Только что закончил починку тетради, пришлось воспользоваться клейкой лентой. Видимо, разорвал ее прошлой ночью, когда мне было плохо. Даже и не помню, как это получилось. Не думаю, чтобы сделал это умышленно, просто все, что оказывается в пределах досягаемости, обязательно становится объектом слепой, разрушительной ярости. Тетрадь оказалась разорвана не на ровные половинки и четвертинки, нет — ее разодрали в нескольких случайных местах. Обложка превратилась в лохмотья, но текст все же можно прочитать. Авторучка тоже оказалась сломанной как тростинка, пополам. Трудно даже представить себе столь неконтролируемую силу и энергию. Я всегда был достаточно крепким мужчиной, старался физическими упражнениями и соблюдением режима поддерживать форму, но та сила, которая появляется в момент перемены, не поддается описанию. Создается впечатление, что в такие мгновения изменяются все мышцы и сухожилия, причем они трансформируются не только снаружи, но и изнутри. Как знать, может у нас вовсе не одно и то же тело, а просто общий кусок мозга, который все и запоминает. А как все-таки приятно сохранять способность думать об этом существу как о некоей изолированной субстанции. И все же, никуда не деться от синяков и ссадин, указывающих на страдания, которые испытала моя плоть. Два тела попросту не могут существовать одновременно. Получается какая-то путаница. Это просто выше моего понимания, а ведь я, как и любой другой человек, сохраняю способность мыслить. Возможно, даже лучше других. Много ли наберется людей, способных перенести ту борьбу, которую веду я, и при этом не потерять волю, не лишиться рассудка? И я горжусь этим. Я не тщеславный человек, но не могу не гордиться силой своего разума!

О самой перемене я пока не писал.

Я помню, что чувствовал приближение ее начала, и вроде бы уже упоминал об этом, однако в тетради ничего не осталось. Несколько последних строк — сплошные каракули и закорючки, совершенно непохожие на мой почерк, и я думаю, что это симптом. Я писал, какие сильные руки у этого существа, но на этом все обрывается — неожиданно, посреди фразы. Наверное, при письме пальцы начали дергаться, поэтому и почерк изменился. Но о самой перемене, повторяю, там ничего не написано.

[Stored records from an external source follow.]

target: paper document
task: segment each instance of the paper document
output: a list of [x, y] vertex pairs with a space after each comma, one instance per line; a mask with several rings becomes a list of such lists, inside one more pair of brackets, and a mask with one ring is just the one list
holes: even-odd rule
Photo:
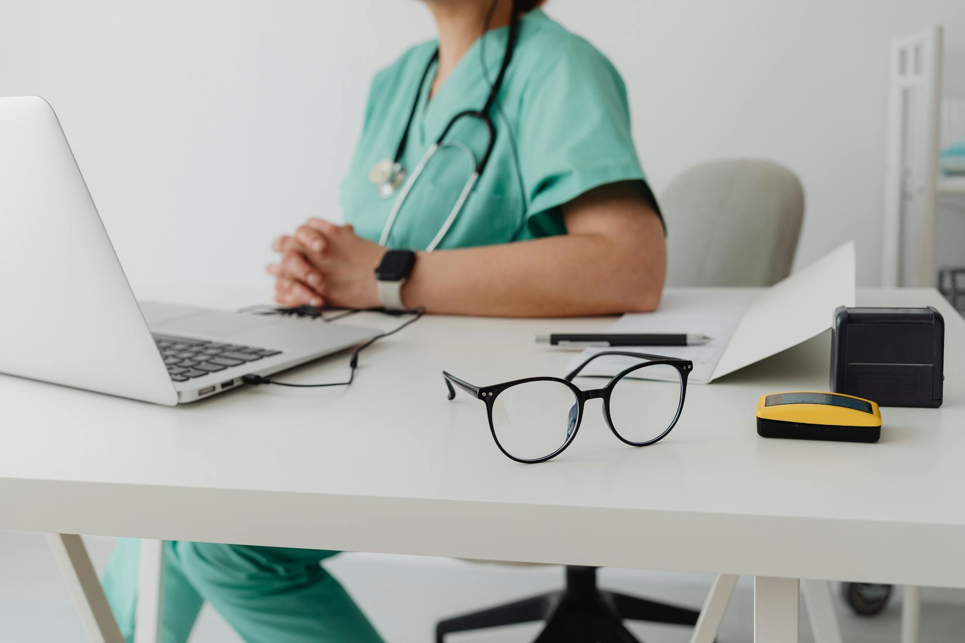
[[[607, 332], [694, 333], [707, 335], [710, 341], [700, 346], [592, 348], [583, 351], [567, 369], [575, 368], [580, 362], [600, 351], [639, 351], [690, 360], [694, 362], [694, 370], [688, 382], [706, 384], [753, 297], [752, 292], [731, 288], [687, 288], [682, 292], [664, 293], [656, 312], [629, 312], [617, 320]], [[613, 377], [638, 363], [640, 360], [635, 358], [600, 358], [580, 374]]]
[[[707, 384], [795, 346], [831, 327], [835, 308], [855, 305], [854, 243], [848, 242], [769, 288], [749, 293], [730, 288], [668, 292], [654, 312], [627, 313], [611, 333], [702, 333], [701, 346], [640, 346], [612, 350], [656, 353], [694, 362], [689, 382]], [[608, 348], [583, 351], [568, 369]], [[582, 373], [613, 377], [639, 363], [608, 357]]]

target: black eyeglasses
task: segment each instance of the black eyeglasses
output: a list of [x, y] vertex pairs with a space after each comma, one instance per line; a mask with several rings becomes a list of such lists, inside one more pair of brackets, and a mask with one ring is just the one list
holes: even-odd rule
[[[587, 364], [608, 355], [639, 358], [642, 363], [623, 369], [602, 388], [581, 390], [572, 380]], [[545, 462], [569, 446], [583, 419], [587, 400], [603, 400], [603, 417], [620, 440], [632, 446], [660, 441], [676, 424], [683, 410], [690, 360], [647, 353], [603, 351], [574, 368], [566, 377], [530, 377], [474, 387], [443, 371], [449, 399], [455, 384], [485, 402], [489, 429], [507, 457], [525, 464]]]

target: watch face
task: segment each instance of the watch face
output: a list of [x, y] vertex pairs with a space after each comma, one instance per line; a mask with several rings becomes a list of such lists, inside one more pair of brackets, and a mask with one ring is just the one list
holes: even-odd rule
[[390, 250], [375, 269], [380, 281], [400, 281], [409, 276], [416, 262], [416, 254], [408, 250]]

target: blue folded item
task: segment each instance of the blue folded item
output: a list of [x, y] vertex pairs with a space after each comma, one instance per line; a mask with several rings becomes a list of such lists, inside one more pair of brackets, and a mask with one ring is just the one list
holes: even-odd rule
[[965, 143], [943, 149], [938, 157], [938, 169], [946, 174], [965, 174]]

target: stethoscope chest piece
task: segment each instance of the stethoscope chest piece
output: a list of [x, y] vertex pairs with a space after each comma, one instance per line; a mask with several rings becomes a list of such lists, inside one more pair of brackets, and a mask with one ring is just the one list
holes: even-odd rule
[[379, 198], [388, 199], [405, 181], [405, 169], [401, 163], [383, 158], [372, 166], [369, 180], [375, 184]]

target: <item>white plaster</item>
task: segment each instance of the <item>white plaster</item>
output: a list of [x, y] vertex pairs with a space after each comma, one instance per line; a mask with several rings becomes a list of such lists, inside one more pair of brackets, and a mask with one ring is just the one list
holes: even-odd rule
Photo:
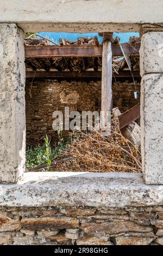
[[141, 81], [142, 168], [148, 184], [163, 184], [163, 74], [144, 75]]
[[141, 39], [140, 74], [163, 73], [163, 32], [149, 32]]
[[17, 184], [0, 185], [1, 206], [155, 205], [163, 205], [163, 186], [146, 185], [137, 173], [27, 173]]
[[16, 22], [26, 32], [139, 32], [139, 24], [163, 22], [160, 0], [0, 0], [0, 23]]
[[26, 160], [23, 35], [15, 24], [0, 24], [0, 182], [15, 183]]

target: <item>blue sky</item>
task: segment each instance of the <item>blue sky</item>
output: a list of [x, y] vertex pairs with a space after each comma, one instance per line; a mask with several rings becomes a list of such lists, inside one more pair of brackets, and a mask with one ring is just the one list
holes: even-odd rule
[[[100, 42], [102, 42], [103, 38], [99, 36], [98, 33], [90, 33], [87, 34], [79, 34], [76, 33], [65, 33], [65, 32], [41, 32], [39, 34], [43, 36], [47, 37], [49, 39], [52, 40], [56, 44], [59, 44], [59, 40], [60, 38], [64, 39], [69, 39], [72, 41], [76, 41], [79, 36], [87, 36], [92, 37], [97, 35]], [[139, 33], [114, 33], [113, 34], [114, 37], [118, 36], [120, 38], [120, 42], [128, 42], [130, 36], [135, 35], [139, 36]]]

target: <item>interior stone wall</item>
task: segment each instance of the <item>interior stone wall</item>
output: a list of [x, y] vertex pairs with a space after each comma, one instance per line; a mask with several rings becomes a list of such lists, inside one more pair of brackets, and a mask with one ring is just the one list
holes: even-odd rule
[[1, 208], [1, 245], [163, 245], [163, 206]]
[[[117, 82], [112, 84], [113, 107], [122, 113], [139, 102], [140, 85], [136, 82], [139, 92], [138, 100], [134, 97], [135, 89], [133, 82]], [[65, 106], [70, 111], [100, 111], [101, 82], [45, 81], [26, 82], [26, 130], [27, 145], [42, 143], [48, 134], [52, 143], [58, 138], [52, 129], [52, 114], [58, 110], [64, 112]], [[64, 131], [63, 137], [68, 132]]]

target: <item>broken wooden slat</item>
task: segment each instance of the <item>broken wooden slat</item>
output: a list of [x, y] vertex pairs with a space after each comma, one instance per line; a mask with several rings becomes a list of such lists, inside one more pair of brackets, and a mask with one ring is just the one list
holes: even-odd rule
[[[129, 44], [128, 49], [130, 54], [139, 54], [140, 45], [133, 46]], [[114, 56], [123, 56], [123, 53], [118, 44], [112, 44], [112, 52]], [[53, 58], [73, 57], [100, 57], [102, 55], [103, 45], [48, 45], [25, 46], [25, 57], [33, 58]]]
[[112, 51], [111, 42], [106, 40], [103, 42], [102, 54], [101, 119], [103, 134], [107, 136], [111, 133], [111, 112], [112, 102]]
[[130, 52], [129, 50], [128, 44], [120, 44], [122, 52], [125, 58], [128, 66], [130, 71], [131, 71], [131, 63], [130, 58]]
[[118, 116], [120, 129], [122, 129], [140, 117], [140, 104], [137, 104]]

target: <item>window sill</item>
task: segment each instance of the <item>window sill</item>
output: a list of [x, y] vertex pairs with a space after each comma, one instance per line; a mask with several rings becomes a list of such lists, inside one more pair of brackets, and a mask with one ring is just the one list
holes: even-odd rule
[[163, 185], [146, 185], [142, 174], [37, 172], [17, 184], [0, 185], [0, 206], [141, 206], [163, 204]]

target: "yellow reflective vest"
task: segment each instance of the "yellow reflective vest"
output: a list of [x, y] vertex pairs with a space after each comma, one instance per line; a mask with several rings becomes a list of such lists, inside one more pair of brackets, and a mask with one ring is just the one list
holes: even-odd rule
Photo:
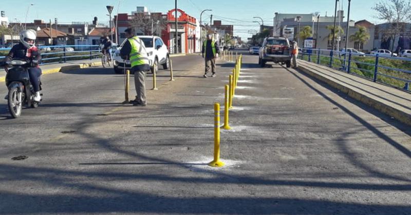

Вчера она прошла иначе. Не то, чтобы совсем, но все же иначе. Думаю, я достиг новой стадии, да и сама болезнь, похоже, меняется… возможно, модифицируется.

Это существо начинает больше думать. Или это я стал больше запоминать? Так или иначе, но на сей раз я запомнил не только впечатления, но и некоторые мысли. Помню ту же потребность, ненависть, досаду, но кроме того в памяти остались обрывки смутных мыслей. Не моих — его. И они оказались ближе к человеческим, чем вроде должны бы быть. Трудно представить себе человеческие мысли в столь чудовищном теле. Жуть какая-то. Я не хочу делить с ним свой разум. И все же помню, что оно что-то соображало, пытаясь найти способ выбраться из камеры. Припоминаю паузы, возникавшие между всеми его жестокостями, когда оно приседало и начинало вращать белесыми глазами, стремясь найти в стенах или двери хоть какую-нибудь брешь. Или оно старалось каким-то образом обмануть Элен и заставить ее открыть дверь? Впрочем, выхода отсюда, естественно, не было. Мы приняли все необходимые меры предосторожности, и даже если бы оно действительно обладало способностью мыслить, то и тогда не смогло бы выбраться.

Но эта его способность рассуждать явно свидетельствует о том, что в болезни произошли какие-то изменения. Возможно, существо становится более нормальным, более человечным. Как знать, а вдруг я и то существо, в которое я преображаюсь, сближаемся. Впрочем, едва ли можно с определенностью сказать, о чем все это свидетельствует: то ли болезнь одолевает меня, то ли я одолеваю болезнь. Я никак не могу определить, что это, дурной знак или добрый… От этого меня всего просто колотит, я весь покрываюсь потом, а желудок от страха сжимается в комок.